There are diverse reasons for why this happens. Today we assume there are several influencing factors. They include - among other things - differences and changes
- in genetics and epigenetics
- in the immune system
- in the microbiome (bacteria that live in the gut as symbionts)
- in lifestyle
- in the environment
In addition, different illnesses can sometimes exhibit similar or identical symptoms and are not therefore recognized as separate. More information can be found at: Precision Medicine
Enormous progress has been made in analytical procedures in the past decade. It was only these discoveries that made it possible in the first place to examine some causes of illnesses. Such innovations include Next Generation Sequencing (NGS) in the analysis of the human genome with its roughly 20,000 genes. The dramatically enhanced power of bioinformatical approaches (deep learning, neuronal networks) has also enabled research to grasp the complexity of individual factors in their entirety or to analyze their interrelationships.
What patients and healthy people have in common and what divides them plays a crucial role in many of these analyses. Comparing a large number of patients leads to answers to the question of the causes of an illness as well as clues for treating it successfully.
One decisive prerequisite is therefore growing in importance: it requires the willingness of many people to make themselves, their samples and data available for such comparative analyses. Such samples and data are collected anonymously in clinical data registries or biobanks. Clinical data registries and biobanks represent the hopes and the crucial foundation in research's fight against the causes of many diseases.
Clinical data registries and biobanks are subject to very tough data protection requirements which often even exceed the high level already applicable to hospitals.
- If a patient agrees, the hospital erases all information on their identity from their medical records. The anonymized data go to a so-called Trust Center that only knows the treating facility but not the patient.
- The Trust Center in turn passes the data on to clinical data registries or biobanks. However, in the process, the Center does not reveal their origin, i.e. the hospital where treatment is being administered.
- In the end, the clinical data registry or biobank knows neither the identity of the patient nor the facility where the patient was treated.
As a result of these steps, it is impossible to trace the data to the patient. What happens, however, if the clinical data registry gains insights in the course of its analyses which might be of help to individual patients? Even then, the new insights cannot be relayed back to the patient or the people treating them. Anonymization is complete and cannot be reversed.

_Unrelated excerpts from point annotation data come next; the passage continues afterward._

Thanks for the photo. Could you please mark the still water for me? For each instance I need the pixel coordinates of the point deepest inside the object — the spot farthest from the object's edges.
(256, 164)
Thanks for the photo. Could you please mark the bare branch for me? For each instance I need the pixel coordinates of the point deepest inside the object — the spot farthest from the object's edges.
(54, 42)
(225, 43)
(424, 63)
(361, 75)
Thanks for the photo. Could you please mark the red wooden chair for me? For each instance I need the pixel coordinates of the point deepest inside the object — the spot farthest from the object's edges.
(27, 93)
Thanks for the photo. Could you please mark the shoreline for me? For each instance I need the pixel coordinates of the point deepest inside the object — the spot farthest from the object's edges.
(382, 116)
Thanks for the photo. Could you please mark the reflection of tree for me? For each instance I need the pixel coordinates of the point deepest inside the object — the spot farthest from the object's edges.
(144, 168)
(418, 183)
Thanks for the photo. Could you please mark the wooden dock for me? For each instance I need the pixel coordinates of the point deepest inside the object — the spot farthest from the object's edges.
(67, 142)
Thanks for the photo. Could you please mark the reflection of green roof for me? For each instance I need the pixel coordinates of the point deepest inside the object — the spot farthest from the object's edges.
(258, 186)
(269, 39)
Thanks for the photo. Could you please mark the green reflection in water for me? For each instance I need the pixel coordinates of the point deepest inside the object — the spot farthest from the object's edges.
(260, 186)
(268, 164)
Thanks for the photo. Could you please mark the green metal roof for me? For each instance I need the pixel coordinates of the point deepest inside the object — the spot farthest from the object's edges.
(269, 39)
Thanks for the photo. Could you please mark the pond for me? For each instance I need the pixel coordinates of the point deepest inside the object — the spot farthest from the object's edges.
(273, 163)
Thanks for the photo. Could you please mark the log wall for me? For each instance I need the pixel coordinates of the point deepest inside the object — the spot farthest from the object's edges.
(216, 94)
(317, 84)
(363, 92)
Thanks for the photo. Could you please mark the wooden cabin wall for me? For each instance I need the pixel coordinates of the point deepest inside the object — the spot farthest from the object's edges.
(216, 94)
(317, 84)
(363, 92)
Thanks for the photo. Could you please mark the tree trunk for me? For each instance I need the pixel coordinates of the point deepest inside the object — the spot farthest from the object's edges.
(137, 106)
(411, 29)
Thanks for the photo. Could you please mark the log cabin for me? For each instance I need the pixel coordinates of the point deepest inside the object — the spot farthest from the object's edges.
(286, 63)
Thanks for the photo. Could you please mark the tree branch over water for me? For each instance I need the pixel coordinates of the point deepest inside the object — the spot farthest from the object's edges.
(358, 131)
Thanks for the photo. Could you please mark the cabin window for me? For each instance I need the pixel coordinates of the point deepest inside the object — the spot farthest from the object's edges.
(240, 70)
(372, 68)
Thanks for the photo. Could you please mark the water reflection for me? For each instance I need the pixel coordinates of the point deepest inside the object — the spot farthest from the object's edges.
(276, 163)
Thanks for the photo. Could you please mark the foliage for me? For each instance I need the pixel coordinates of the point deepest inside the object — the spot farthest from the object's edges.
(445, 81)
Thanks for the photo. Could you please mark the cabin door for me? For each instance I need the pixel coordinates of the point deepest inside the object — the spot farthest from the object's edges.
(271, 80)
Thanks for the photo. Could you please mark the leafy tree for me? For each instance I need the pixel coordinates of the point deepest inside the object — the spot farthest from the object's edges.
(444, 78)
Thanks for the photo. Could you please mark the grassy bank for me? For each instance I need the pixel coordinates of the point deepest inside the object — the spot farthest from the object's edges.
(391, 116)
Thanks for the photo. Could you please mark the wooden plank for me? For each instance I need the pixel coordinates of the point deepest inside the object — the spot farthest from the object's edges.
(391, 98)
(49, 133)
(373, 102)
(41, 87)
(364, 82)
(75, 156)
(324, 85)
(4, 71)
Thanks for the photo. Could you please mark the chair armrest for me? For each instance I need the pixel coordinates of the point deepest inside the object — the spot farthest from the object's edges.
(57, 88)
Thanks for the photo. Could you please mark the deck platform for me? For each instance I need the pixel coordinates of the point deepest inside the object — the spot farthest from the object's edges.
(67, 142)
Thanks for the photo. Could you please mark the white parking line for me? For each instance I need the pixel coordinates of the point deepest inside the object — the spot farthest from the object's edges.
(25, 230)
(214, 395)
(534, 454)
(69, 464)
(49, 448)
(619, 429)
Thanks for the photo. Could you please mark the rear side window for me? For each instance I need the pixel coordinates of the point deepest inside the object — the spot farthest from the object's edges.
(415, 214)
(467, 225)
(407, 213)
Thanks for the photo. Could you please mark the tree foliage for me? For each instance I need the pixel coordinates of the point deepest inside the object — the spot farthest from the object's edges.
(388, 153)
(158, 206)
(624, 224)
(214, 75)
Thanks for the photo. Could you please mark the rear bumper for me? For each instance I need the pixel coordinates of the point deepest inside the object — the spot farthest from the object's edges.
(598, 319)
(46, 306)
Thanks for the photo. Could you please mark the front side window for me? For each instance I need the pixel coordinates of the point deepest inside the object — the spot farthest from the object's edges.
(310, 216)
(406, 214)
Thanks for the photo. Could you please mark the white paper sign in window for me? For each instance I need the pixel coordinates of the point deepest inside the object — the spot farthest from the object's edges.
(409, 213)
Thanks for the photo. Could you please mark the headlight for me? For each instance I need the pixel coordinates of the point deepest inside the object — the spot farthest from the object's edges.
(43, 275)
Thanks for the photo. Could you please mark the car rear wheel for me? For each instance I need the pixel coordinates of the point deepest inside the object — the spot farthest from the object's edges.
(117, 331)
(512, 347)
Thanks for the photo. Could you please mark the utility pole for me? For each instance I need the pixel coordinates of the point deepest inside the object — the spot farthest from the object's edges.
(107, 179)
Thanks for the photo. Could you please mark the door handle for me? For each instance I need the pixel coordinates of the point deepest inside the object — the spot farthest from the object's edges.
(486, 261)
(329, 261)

For this reason, many patients decide against absolute anonymity. Instead the opt for a so-called double pseudonymization. In this process, the hospital communicates an additional patient ID to the Trust Center. The Trust Center in turn passes on its own, second ID to the clinical data registry. This leads to the following differences:
- The clinical data registry still knows neither the identity of the patient nor the treating facility. However, in the event of new insights, it can pass specific information to the Trust Center.
- The Trust Center still does not know the patient. However, if it is notified by the clinical data registry, it can use the ID to pass on the information to the hospital.
The hospital – and still only the hospital – can then make contact with its patient.